Вий пристально рассматривал дома через прорезь бойницы. Он постоянно вздыхал. Его лицо было мрачным. Казалось, в выражении его лица отражались и тревога, и огромная доля какой-то печали. И даже скорее тоски. — Трубы не дымят...
Мужики тоже прилипли к бойницам. Махал-Махалыч, Толян, — все смотрели через прорези. Петр на переднем сидении. Каждый держал свой сектор. Оружие наготове, руки напряжены. Зыркают по сторонам. Только тихо вокруг. Никого и ничего! Птицы мелкие порхают, да солнышко к нам заглядывает. Морды щекочет. Все равно чувствуется напряжение... Я подошел ближе к дядьке. Тоже смотрел на поселок через прорезь. Хорошо вглядывался. На каждый двор и дом. Дома выглядели целыми. Даже окна не побиты. — Но разрушений-то нет! — сказал я ему.
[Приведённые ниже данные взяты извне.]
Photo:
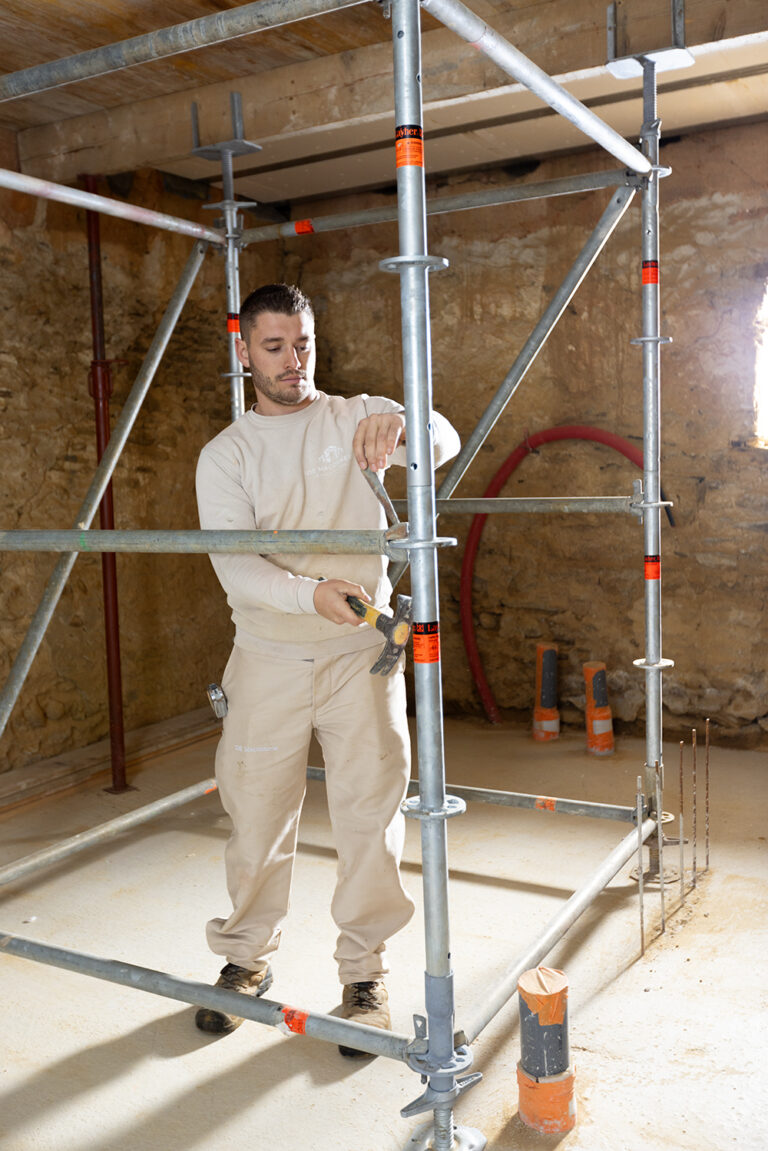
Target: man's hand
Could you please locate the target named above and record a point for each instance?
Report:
(375, 439)
(331, 600)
— Нет. И людей нет. — Вий, также, как и я, провожал глазами каждый двор.
— Ага. — и правда, сколько мы не ехали мимо, я не увидал ни одного человека!
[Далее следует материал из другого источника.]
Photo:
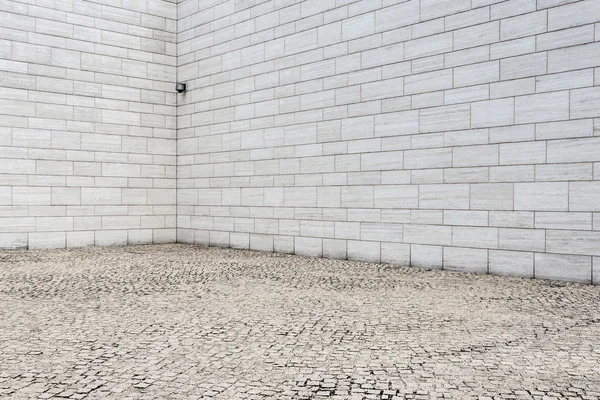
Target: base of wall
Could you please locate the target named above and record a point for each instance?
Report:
(57, 240)
(561, 267)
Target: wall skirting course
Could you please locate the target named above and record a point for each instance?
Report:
(459, 134)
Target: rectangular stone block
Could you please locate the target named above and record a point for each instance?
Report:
(511, 263)
(563, 267)
(573, 242)
(466, 260)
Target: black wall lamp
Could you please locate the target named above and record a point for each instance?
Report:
(181, 87)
Мы проехали еще один перекресток. Судя по карте, нам оставалось проехать еще три перекрестка. Дальше, дорога должна уходить на север. В горы. Там база. Васяка, по приказу Вия прибавил ход. Мы продолжали смотреть по сторонам. Но вокруг все также было тихо и спокойно. Дядька снова проверил заряды в автомате и тяжело вздохнул. Он обратился ко мне. Не глядя на меня. Просто продолжая смотреть на дома. — Знаешь, вырос я тут...
— Чего? — мои глаза поползли на лоб. Новость была сродни грому. Она ошарашила меня. Застала врасплох. Думал даже показалось мне.
— Чо?!
— Детство мое тут прошло. — дядька продолжал смотреть на дома.
— Как?.. Ты-ж мне не рассказывал ничо!
— Не рассказывал. Не особый любитель я этого. Так, чтобы тарахтеть о себе! Ничего особенного. Жил, как все тогда дети жили. Детство мое, не особо хорошим было...
А меня просто раздирало от любопытства. Я-ж не знаю ничо! Я даже присел рядом с ним. — Ну, мож расскажешь, все-таки?! Пожалуйста!
Дядька усмехнулся. — Имя у меня тогда было другим. Кличка скорее. «Сыч» меня звали тогда! — Вий еще раз усмехнулся. Видимо эти воспоминания были для него добрыми. — Мне его учитель дал, что тренировал меня ножом работать. «Кол» — его кличка была. А чо «Кол», — так не знаю я. Кол — и все! Я тогда сиротой был. Маманька и папанька, рано ушли... Это потом, мне полное имя официально дали. Виктор Семенович Вяземский. Виктор — я сам себе придумал. А по фамилии стал — Вяземский. Как и Семен Вяземский. Что усыновил меня. Он меня из детприемника выкупил. Тогда так можно было, чтобы сирот выкупать. Три золотых отдал!
Вий закатил рукав и потер едва заметную наколку на запястье — «21156» там было написано. Первый раз я ее увидал. Она перьями у него скрыта была всегда. Вот это да! У Вия кличка — Сыч! И имя он сам себе придумал! И усыновили его. Детприемник какой-то. Циферы эти на руке... Интересно мне стало до жути.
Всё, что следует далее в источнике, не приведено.